Articles | Volume 12, issue 1
Research article
15 Jan 2016
Research article |  | 15 Jan 2016

Modeling the ocean and atmosphere during an extreme bora event in northern Adriatic using one-way and two-way atmosphere–ocean coupling

M. Ličer, P. Smerkol, A. Fettich, M. Ravdas, A. Papapostolou, A. Mantziafou, B. Strajnar, J. Cedilnik, M. Jeromel, J. Jerman, S. Petan, V. Malačič, and S. Sofianos

Abstract. We have studied the performances of (a) a two-way coupled atmosphere–ocean modeling system and (b) one-way coupled ocean model (forced by the atmosphere model), as compared to the available in situ measurements during and after a strong Adriatic bora wind event in February 2012, which led to extreme air–sea interactions.
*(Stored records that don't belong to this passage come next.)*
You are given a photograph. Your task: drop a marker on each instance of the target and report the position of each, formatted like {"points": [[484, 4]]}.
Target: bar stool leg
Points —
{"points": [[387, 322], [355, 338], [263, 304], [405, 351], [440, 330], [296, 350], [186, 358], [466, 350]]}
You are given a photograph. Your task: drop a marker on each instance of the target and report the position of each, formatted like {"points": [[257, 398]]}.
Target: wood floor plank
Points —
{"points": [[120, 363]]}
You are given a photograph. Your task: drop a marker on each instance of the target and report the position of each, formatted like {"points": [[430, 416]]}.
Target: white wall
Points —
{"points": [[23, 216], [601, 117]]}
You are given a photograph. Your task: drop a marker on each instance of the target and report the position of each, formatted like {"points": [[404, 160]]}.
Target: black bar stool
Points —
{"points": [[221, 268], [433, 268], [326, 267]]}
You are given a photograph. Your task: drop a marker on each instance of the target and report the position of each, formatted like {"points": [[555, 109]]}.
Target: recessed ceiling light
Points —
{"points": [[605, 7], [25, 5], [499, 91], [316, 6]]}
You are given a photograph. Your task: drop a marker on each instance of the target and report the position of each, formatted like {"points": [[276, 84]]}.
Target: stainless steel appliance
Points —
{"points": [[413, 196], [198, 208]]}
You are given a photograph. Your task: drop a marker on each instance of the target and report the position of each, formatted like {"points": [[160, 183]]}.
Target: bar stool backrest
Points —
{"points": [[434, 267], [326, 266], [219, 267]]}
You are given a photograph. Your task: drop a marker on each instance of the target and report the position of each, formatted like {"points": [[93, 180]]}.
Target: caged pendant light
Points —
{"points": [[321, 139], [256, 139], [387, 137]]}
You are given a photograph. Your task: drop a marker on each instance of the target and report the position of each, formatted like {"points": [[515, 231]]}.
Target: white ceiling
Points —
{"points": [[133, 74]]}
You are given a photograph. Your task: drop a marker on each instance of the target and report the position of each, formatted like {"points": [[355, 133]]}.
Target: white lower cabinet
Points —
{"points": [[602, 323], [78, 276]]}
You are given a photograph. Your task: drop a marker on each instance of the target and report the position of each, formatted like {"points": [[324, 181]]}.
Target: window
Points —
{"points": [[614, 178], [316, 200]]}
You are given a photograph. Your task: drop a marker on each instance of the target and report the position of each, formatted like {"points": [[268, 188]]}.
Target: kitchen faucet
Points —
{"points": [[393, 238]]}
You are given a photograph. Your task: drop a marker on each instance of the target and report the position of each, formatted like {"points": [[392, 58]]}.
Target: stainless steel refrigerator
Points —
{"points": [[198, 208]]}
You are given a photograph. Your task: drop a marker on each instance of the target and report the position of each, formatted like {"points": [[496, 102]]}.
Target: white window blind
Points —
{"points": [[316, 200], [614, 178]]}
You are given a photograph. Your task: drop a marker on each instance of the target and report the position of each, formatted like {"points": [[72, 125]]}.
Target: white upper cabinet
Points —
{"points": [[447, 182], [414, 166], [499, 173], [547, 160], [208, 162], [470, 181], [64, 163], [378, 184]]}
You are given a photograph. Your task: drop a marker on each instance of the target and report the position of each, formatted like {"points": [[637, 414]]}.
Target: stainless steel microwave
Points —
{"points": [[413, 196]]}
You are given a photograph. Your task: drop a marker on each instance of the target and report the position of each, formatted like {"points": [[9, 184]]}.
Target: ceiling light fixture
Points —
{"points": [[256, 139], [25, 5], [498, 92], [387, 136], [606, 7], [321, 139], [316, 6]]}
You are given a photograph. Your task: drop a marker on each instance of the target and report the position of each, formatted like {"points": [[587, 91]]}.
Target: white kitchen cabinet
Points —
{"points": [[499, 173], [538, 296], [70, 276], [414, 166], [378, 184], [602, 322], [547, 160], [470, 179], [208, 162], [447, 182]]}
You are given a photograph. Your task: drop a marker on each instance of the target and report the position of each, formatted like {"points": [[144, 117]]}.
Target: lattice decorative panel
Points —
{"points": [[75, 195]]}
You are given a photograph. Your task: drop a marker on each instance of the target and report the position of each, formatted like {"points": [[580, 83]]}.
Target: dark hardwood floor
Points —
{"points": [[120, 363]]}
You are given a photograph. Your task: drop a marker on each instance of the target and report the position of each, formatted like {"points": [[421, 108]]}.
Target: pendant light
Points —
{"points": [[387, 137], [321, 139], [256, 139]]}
The simulations span the period between January and March 2012. The models used were ALADIN (Aire Limitée Adaptation dynamique Développement InterNational) (4.4 km resolution) on the atmosphere side and an Adriatic setup of Princeton ocean model (POM) (1°∕30 × 1°∕30 angular resolution) on the ocean side. The atmosphere–ocean coupling was implemented using the OASIS3-MCT model coupling toolkit. Two-way coupling ocean feedback to the atmosphere is limited to sea surface temperature. We have compared modeled atmosphere–ocean fluxes and sea temperatures from both setups to platform and CTD (conductivity, temperature, and depth) measurements from three locations in the northern Adriatic. We present objective verification of 2 m atmosphere temperature forecasts using mean bias and standard deviation of errors scores from 23 meteorological stations in the eastern part of Italy. We show that turbulent fluxes from both setups differ up to 20 % during the bora but not significantly before and after the event. When compared to observations, two-way coupling ocean temperatures exhibit a 4 times lower root mean square error (RMSE) than those from one-way coupled system. Two-way coupling improves sensible heat fluxes at all stations but does not improve latent heat loss. The spatial average of the two-way coupled atmosphere component is up to 0.3 °C colder than the one-way coupled setup, which is an improvement for prognostic lead times up to 20 h. Daily spatial average of the standard deviation of air temperature errors shows 0.15 °C improvement in the case of coupled system compared to the uncoupled. Coupled and uncoupled circulations in the northern Adriatic are predominantly wind-driven and show no significant mesoscale differences.

Short summary
We compare the northern Adriatic response to an extreme bora event, as simulated by one-way and two-way (i.e. with ocean feedback to the atmosphere) atmosphere-ocean coupling. We show that two-way coupling yields significantly better estimates of heat fluxes, most notably sensible heat flux, across the air-sea interface. When compared to observations in the northern Adriatic, two-way coupled system consequently leads to a better representation of ocean temperatures throughout the event.